22 Şubat 2023 - Çarşamba
Yine İçimdeki Sesler
Yine İçimdeki Sesler
Yazar - Dr. Ramazan Canural
Okuma Süresi: 4 dk.
815 okunma
Dr. Ramazan Canural
- Kaç günden beri içimdeki seslere kulak veriyorum. Yine feryat figan durumundalar. Biri öyle diyor, öbürü böyle…
Gelin onları beraber dinleyelim:
BERİKİ SES: Demek ki Türk’ün Türk'ten başka dostları da varmış. Baksana deprem sonrası dünyadaki 88 ülke sür’atle organize olarak 10 binden fazla arama kurtarma görevlisini ülkemize göndermiş.
ÖTEKİ SES: E olacak o kadar tabii. Geçen yıl senin ülken, elde ettiği milli gelire göre, başka ülkelerin başına gelen felaket durumlarında, dünyada en fazla yardım eden ülke seçilmiş.
BERİKİ SES: Canım yardımları sadece ona bağlama şimdi. Her felakette dünyanın birçok ülkesi yardıma koşar zaten. Ha bahsettiğin durum olsa olsa sayıyı artırmıştır.
ÖTEKİ SES: Ben de zaten onu demek istiyordum.

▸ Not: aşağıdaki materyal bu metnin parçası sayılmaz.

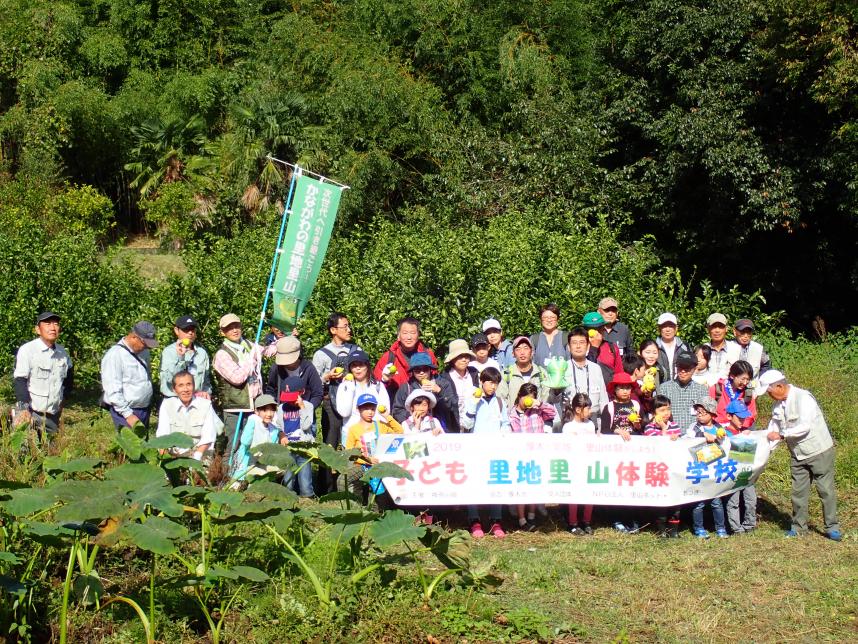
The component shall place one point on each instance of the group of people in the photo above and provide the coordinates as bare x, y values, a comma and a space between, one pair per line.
591, 379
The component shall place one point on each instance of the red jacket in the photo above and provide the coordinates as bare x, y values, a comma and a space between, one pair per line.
395, 355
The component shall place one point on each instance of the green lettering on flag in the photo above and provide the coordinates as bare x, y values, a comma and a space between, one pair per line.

BERİKİ SES: Üstelik sevinilecek durum, sadece dış yardımların çokluğu mu? Neydi öyle, millet olarak tek vücut olmamız, kenetlenmemiz?
AFAD-AHBAP işbirliği, o gece 203 TV ortak yayınında toplanan 115 milyar lira… Ha bak biliyor musun, bu para deprem bölgesinde yapılacak yeni konutların üçte birini yapmaya yetecek bir paraymış.
Yurt dışında çalışan vatandaşlarımızdan toplanan milyarlarca lira da gurur verici… Hele o çocukların kumbaralarını açarak harçlıklarını deprem için yollamaları…
Göz yaşartıcı tablolar…
Ama ne kadar yardım edilse yine azdır. Bundan sonra da yardımlar devam etmeli. Ta ki yaralar tam sarılana kadar…
Ve tabii…
Deprem sonrası sadece AFAD, AHBAP da değil… Kızılay, sivil toplum kuruluşları, devletin tüm kurumları, valiler, kaymakamlar, belediye başkanları…
Hele hele gözlerinde bir gram uyku olmaksızın organizasyon için oradan oraya koşuşturan bakanlar!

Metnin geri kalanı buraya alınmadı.